I spent some time with gdb changing minfree and umm.. what that other
parameter is called that triggers the clock algorithm. Couldn't make
it do anything discernibly different. You run out of pages and then
grind, grind, grind.. 

>
>> increasing swap markedly might also have helped
>
>We have it configured for 512MB of swap (256MB on each of the two
>disks). I can't imagine it ever having a use for more.

Same here.. on our server, we're swapping onto two fast/wide Barracudas..
64 MB real memory and 590 MB of swap, with the swap partitions 
configured identically on the two (identical) drives. Very fast machine
until you hit swap and then... grind (one disk light flashes for an 
instant)..nothing happens for a second... grind (the other disk light
flashes for an instant).. nothing happens for a second.. grind (the first
disk light flashes for an instant).. you get the idea. When the machine
is out of real memory, I measured less than 200 kilobytes per second
writing to MFS.. which is about 1/40th the speed of writing to the 
disk directly (not theoretical, actual speed.. the drives, even with
the supposedly flaky old AIC7870 driver, do about 4 MB/s each...)

>
>> I thought the swap/vm
>> thing was kinda related for long-lived processes. your make doesn't
>> sound quite the same as people finding a 60mn named has locked up...
>
>It's a different problem.

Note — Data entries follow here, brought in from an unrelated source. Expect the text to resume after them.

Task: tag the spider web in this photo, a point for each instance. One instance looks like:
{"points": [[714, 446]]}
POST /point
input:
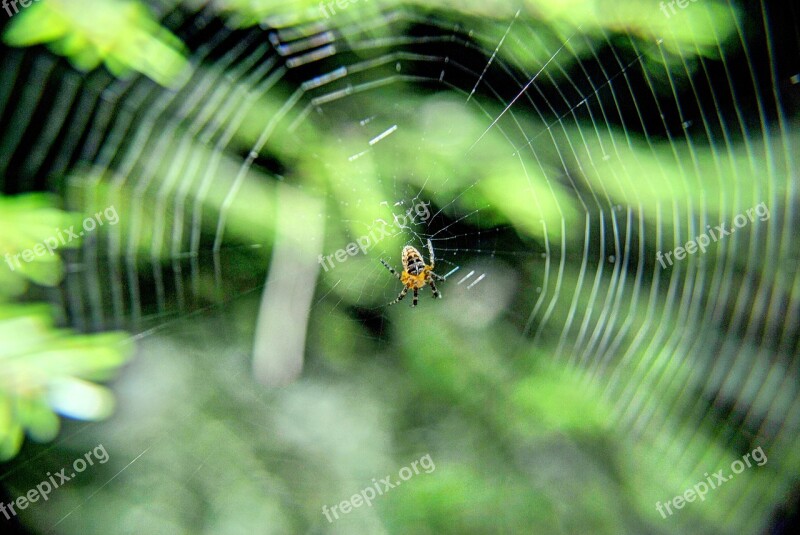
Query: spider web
{"points": [[597, 126]]}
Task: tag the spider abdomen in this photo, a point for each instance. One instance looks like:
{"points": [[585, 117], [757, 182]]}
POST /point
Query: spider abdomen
{"points": [[412, 261]]}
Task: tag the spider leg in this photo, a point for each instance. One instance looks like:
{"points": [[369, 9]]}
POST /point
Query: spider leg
{"points": [[437, 277], [391, 269], [430, 251], [400, 297], [436, 293]]}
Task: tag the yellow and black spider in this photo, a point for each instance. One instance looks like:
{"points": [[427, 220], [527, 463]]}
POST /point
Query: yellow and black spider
{"points": [[416, 274]]}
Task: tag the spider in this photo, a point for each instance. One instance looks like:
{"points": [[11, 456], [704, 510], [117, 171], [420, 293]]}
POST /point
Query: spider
{"points": [[416, 274]]}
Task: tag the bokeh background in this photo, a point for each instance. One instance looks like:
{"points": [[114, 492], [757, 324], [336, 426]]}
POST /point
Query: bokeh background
{"points": [[565, 383]]}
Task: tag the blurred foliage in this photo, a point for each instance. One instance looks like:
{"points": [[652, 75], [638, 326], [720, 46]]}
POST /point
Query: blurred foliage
{"points": [[48, 371], [26, 221], [122, 34], [44, 370]]}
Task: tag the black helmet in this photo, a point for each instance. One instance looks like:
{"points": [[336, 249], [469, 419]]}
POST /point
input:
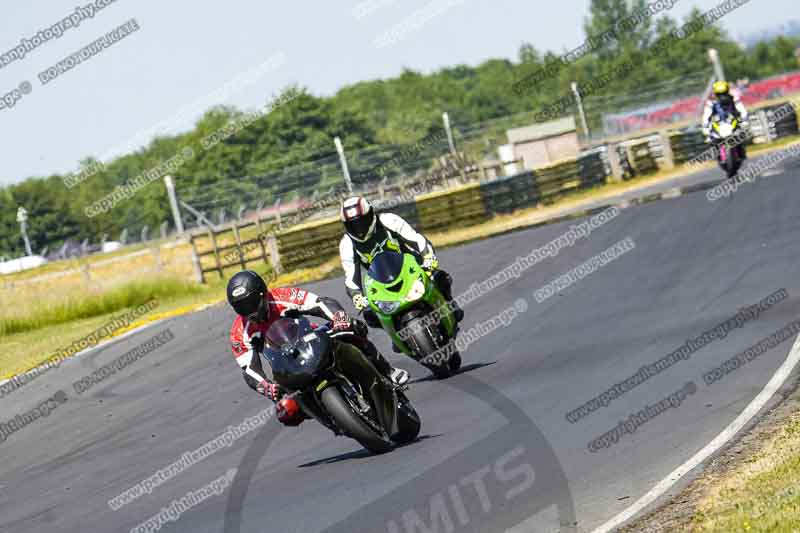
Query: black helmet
{"points": [[246, 294], [358, 218]]}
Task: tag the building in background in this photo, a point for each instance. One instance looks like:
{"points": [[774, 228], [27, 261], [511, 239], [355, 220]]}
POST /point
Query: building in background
{"points": [[542, 144]]}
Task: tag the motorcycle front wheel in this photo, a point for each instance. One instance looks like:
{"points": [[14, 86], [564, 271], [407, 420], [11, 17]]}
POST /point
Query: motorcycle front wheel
{"points": [[351, 423]]}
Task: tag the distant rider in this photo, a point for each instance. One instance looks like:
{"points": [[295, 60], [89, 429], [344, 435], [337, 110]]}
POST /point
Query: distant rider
{"points": [[722, 103], [258, 308], [366, 235]]}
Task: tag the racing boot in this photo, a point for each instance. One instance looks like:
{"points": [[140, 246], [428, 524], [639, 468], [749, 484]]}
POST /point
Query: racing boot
{"points": [[444, 282]]}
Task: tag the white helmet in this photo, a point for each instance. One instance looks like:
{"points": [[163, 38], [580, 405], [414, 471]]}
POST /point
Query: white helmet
{"points": [[358, 218]]}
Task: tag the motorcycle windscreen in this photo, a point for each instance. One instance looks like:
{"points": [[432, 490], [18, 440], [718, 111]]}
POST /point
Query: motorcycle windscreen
{"points": [[386, 267], [296, 352]]}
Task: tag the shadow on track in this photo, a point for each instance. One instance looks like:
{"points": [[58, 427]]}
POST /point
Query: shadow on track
{"points": [[359, 454], [462, 370]]}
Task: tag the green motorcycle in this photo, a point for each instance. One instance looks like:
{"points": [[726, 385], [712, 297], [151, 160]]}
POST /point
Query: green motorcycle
{"points": [[413, 312]]}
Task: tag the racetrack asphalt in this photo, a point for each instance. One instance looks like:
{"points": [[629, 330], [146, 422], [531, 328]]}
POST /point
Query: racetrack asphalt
{"points": [[496, 452]]}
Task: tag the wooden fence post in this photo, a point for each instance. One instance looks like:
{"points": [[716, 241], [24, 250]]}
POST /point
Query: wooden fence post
{"points": [[198, 268], [274, 255], [239, 245], [666, 150], [213, 238]]}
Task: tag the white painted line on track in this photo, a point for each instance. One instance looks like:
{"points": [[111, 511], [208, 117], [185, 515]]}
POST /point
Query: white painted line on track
{"points": [[774, 384]]}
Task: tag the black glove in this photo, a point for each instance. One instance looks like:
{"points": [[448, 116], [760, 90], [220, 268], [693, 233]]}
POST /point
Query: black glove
{"points": [[340, 322]]}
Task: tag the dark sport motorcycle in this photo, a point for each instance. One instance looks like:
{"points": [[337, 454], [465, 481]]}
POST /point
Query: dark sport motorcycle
{"points": [[335, 383]]}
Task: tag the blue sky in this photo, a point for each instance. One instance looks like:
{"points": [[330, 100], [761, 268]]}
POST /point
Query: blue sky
{"points": [[185, 56]]}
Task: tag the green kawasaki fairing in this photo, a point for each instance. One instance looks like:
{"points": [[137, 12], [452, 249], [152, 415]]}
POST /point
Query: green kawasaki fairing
{"points": [[401, 292]]}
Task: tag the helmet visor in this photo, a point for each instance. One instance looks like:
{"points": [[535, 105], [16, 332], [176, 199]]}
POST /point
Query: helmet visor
{"points": [[360, 227], [253, 307]]}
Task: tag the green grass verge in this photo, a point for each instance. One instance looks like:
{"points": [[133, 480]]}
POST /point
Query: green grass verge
{"points": [[80, 305], [761, 495]]}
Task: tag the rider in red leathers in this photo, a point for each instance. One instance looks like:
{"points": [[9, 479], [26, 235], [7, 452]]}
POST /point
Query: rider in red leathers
{"points": [[258, 307]]}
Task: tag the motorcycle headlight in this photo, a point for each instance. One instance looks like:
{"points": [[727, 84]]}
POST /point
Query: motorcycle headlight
{"points": [[387, 307], [416, 292]]}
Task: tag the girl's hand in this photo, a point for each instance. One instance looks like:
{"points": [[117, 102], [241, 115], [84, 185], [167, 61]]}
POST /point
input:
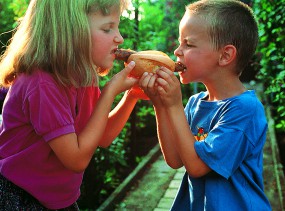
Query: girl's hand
{"points": [[169, 88], [148, 84], [121, 81], [138, 93]]}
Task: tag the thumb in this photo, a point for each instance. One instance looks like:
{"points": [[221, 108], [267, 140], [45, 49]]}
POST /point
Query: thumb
{"points": [[128, 68]]}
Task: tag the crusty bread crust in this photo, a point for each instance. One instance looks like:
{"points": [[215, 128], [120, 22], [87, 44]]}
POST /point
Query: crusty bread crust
{"points": [[150, 61]]}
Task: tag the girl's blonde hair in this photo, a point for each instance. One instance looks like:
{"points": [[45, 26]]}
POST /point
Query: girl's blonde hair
{"points": [[54, 35]]}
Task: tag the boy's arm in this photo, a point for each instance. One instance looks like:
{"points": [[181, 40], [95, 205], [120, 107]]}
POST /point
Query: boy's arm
{"points": [[166, 138], [183, 140]]}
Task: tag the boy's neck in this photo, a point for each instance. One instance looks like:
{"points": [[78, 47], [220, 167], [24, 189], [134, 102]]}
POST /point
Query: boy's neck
{"points": [[224, 90]]}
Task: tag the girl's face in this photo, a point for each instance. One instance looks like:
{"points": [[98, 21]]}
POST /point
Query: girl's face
{"points": [[105, 38], [195, 50]]}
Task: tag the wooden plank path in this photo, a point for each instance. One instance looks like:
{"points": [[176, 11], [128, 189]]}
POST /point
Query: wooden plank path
{"points": [[156, 188]]}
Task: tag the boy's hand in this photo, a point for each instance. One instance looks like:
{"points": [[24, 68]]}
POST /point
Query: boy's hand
{"points": [[168, 88], [148, 84]]}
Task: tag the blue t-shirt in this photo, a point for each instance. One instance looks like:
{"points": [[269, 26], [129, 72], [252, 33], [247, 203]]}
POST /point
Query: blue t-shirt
{"points": [[230, 135]]}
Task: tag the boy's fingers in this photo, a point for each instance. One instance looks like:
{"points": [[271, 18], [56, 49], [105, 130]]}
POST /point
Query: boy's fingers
{"points": [[129, 67]]}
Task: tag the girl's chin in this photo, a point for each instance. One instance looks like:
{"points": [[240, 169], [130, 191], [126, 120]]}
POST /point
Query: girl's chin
{"points": [[103, 71]]}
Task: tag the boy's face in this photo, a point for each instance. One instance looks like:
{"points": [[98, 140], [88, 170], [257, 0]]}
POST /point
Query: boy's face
{"points": [[195, 51], [105, 38]]}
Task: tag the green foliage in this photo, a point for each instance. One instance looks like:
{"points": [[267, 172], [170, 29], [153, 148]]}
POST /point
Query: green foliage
{"points": [[271, 49], [10, 12]]}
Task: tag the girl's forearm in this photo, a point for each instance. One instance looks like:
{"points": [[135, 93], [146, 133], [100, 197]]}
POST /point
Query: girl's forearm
{"points": [[117, 119]]}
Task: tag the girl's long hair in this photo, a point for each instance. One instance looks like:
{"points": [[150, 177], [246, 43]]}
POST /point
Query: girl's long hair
{"points": [[54, 35]]}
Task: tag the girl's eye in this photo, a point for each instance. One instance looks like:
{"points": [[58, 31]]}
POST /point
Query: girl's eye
{"points": [[106, 30]]}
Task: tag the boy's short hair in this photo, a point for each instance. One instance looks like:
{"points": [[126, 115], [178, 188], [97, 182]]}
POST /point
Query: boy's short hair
{"points": [[230, 22]]}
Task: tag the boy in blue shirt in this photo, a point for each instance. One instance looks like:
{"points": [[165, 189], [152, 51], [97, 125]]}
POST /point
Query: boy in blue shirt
{"points": [[220, 134]]}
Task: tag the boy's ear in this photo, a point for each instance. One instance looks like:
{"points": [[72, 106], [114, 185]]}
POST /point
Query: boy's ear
{"points": [[228, 55]]}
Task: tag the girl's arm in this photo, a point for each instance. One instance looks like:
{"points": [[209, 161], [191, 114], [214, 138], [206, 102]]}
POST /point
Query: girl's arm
{"points": [[75, 151], [118, 118]]}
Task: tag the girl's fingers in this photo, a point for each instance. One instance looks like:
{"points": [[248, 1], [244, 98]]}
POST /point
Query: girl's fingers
{"points": [[126, 71]]}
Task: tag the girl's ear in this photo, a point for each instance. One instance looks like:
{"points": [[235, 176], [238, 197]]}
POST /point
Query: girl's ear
{"points": [[228, 55]]}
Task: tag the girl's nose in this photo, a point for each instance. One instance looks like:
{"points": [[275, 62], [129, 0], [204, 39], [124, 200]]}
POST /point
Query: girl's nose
{"points": [[119, 39], [178, 52]]}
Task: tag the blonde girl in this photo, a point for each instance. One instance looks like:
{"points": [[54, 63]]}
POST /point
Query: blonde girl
{"points": [[54, 115]]}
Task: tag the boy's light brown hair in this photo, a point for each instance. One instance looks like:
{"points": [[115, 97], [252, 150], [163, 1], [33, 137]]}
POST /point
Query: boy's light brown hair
{"points": [[229, 22]]}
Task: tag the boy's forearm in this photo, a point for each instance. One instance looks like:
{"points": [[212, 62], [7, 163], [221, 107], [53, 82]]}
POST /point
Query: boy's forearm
{"points": [[166, 137], [184, 142]]}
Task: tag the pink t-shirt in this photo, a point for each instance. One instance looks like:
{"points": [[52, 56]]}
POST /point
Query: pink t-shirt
{"points": [[36, 110]]}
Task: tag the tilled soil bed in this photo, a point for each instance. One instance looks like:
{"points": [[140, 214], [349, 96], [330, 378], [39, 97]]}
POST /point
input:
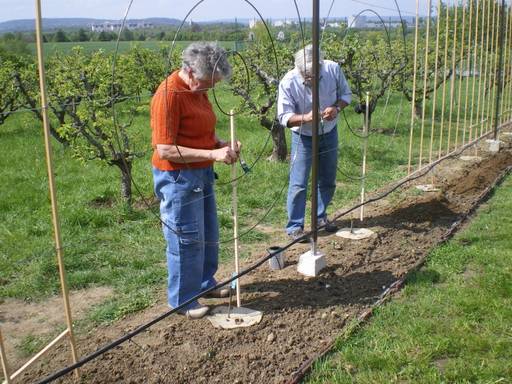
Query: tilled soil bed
{"points": [[301, 315]]}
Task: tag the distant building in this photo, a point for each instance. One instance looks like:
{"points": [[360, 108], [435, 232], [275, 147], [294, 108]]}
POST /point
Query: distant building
{"points": [[363, 21], [114, 26], [357, 21]]}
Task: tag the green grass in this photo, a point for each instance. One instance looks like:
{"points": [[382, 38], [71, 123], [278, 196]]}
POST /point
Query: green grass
{"points": [[110, 245], [110, 46], [452, 322]]}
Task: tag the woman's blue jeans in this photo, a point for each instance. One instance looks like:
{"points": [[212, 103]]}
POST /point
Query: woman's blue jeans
{"points": [[189, 214], [300, 167]]}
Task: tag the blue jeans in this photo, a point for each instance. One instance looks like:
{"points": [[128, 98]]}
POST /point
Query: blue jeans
{"points": [[300, 167], [188, 209]]}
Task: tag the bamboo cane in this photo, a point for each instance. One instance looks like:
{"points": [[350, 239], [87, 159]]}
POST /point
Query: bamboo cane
{"points": [[478, 121], [453, 77], [497, 79], [505, 58], [507, 88], [436, 75], [414, 87], [482, 120], [40, 353], [468, 70], [235, 206], [475, 57], [490, 92], [461, 66], [3, 358], [51, 182], [445, 66], [425, 78]]}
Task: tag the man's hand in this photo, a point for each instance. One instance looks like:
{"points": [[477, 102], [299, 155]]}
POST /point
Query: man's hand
{"points": [[330, 113]]}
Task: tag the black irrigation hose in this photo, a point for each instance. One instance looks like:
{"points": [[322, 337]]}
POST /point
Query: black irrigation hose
{"points": [[249, 269], [304, 369]]}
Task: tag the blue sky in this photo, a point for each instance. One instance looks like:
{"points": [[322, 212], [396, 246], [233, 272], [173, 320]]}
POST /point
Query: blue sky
{"points": [[207, 10]]}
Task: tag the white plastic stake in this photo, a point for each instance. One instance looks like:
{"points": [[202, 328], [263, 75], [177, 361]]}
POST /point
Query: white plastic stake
{"points": [[235, 205], [365, 148]]}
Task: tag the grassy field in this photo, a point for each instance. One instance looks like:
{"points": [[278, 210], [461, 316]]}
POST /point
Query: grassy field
{"points": [[110, 46], [452, 322], [108, 244]]}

I haven't really been bothered by the swap
>leak problem; I guess the long lived processes I have running (no named,
>just nfsd, nfsiod, ypbind, gated, sendmail, and the "standard" things
>like init et al) don't do as much allocation as named.

Same here.. we've got so much swap on our machines (what else do you
do with 1GB drives that have 13 MB taken up by /sbin and /bin??) that
the leak doesn't matter. 

I can see at least two problems for *certain* with the paging--I don't
know how many others there are.

1. The algorithm seems to start way too late.. it only starts marking pages
for consideration when you are already running low on memory. As a result,
when you run out, it pages out the wrong pages.. pages that have to get
paged in again immediately.

2. It allows the amount of available memory to drop to zero.. this causes
the system to "almost deadlock" because it already paged out the wrong
pages and it needs to page something else out to page in the page it just
paged out.. duh (Take a look at what SunOS 4.1 does if you start a process
that eats a lot of memory--I don't know what it does, but it pulls some
tricks to ensure that this doesn't happen :))

3? The one-second delays in activity? An interrupt problem? (I've heard
this is not so bad on ports other than i386..??) 

Mika

P.S. Our kernel sources are dated 5/11/96.